Millis, a civil engineer, said a typical wind turbine reaches 500 feet into the air and is taller than almost every building in downtown Raleigh.

The first to speak out against the bill was Rep. John Szoka, a retired Army lieutenant colonel from Fayetteville, who told committee members that he was once ranked as one of the top 15 officers in the United States in the field of military operations research. Szoka, a Republican, said it is inconceivable that a wind farm could be built and allowed to operate anywhere in the country if it endangered the safety of pilots and scrambled military radar.

He said the 30-mile setback lacks basis.

“The bill, though well-intended by the sponsor, is over-regulation,” Szoka said. “It sends the message to any industry that if we have any problem we’ll regulate you out of the state.”

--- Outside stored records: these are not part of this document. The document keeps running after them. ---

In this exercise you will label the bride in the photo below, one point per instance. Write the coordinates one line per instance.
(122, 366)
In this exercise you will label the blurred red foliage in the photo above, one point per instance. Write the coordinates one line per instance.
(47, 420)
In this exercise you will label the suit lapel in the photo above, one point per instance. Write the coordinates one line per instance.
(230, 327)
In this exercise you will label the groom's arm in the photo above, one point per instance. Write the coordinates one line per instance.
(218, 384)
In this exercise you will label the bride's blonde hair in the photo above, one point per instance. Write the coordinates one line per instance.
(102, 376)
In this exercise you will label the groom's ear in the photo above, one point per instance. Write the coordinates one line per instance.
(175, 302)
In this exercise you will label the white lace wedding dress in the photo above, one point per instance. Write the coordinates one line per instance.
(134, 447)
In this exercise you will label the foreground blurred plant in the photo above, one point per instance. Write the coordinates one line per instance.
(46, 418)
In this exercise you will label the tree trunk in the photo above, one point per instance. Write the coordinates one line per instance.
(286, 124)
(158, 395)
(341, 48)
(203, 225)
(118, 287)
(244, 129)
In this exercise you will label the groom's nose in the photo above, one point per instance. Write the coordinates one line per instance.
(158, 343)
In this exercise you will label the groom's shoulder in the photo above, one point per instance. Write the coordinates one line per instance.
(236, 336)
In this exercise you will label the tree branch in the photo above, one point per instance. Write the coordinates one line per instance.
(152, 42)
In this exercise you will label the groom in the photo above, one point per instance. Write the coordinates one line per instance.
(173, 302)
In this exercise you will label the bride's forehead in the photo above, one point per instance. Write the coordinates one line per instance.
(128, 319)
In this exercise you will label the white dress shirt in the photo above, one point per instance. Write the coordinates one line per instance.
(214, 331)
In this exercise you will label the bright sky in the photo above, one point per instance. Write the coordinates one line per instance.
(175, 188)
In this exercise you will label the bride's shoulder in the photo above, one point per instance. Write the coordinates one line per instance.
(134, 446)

The legislation was also panned by Dave Belote, a retired Air Force F-16 pilot and former commander of Nellis Air Force Base in Nevada. Belote was the first executive director of the DOD Siting Clearinghouse, which reviews energy installations for potential conflicts with military bases, and is now working as a consultant for Apex Clean Energy, based in Charlottesville, Va.

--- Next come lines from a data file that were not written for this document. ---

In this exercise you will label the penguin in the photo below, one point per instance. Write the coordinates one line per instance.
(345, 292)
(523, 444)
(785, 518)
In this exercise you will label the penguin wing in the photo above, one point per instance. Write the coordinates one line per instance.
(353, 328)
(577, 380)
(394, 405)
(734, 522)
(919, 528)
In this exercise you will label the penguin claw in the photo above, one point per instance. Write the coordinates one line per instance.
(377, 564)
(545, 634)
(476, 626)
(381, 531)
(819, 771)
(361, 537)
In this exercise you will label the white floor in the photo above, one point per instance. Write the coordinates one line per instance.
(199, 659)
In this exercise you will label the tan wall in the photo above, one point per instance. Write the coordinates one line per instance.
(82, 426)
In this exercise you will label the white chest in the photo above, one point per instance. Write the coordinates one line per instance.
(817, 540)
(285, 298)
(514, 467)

Apex is proposing a 105-turbine Timbermill Wind Farm in Chowan and Perquimans that would be written out of existence under HB 470. The proposed Timbermill project is expected to start applying for state permits soon as the company resolves a Perquimans County permit denial, which is under appeal and pending in court.

Belote said he knows the current review system works because as head of the DOD Siting Clearinghouse, he blocked two proposed wind farms in North Carolina from advancing. The Pantego wind project and the Hales Lake project were both proposed by Chicago-based Invenergy.

Pantego interfered with flight paths approaching the Dare County Bombing Range; it had to be relocated and later stalled, Belote said. The Hales Lake wind project was abandoned because it interfered with a Navy-operated military radar in Chesapeake, Va.

“It’s an example of how beautifully it works,” Belote said of the Siting Clearinghouse review process. “I was the person who said to the developer: ‘As you have designed it, as you have proposed it, there is no way I see us getting to yes.’ ”

Additionally, Belote said after the hearing, the 104-turbine Amazon Wind Farm in Perquimans and Pasquotank counties was scaled back from an originally proposed 150 turbines because it interfered with the same radar.

Nationally, landowners can make more than $20,000 year for hosting a turbine on a 1/2-acre, he said.

“The person hurt most by these one-size-fits-all [restrictions] is the farmer or the rancher who might save the farm by having five or six turbines,” Belote said.

The bill was defeated by a 12-6 vote.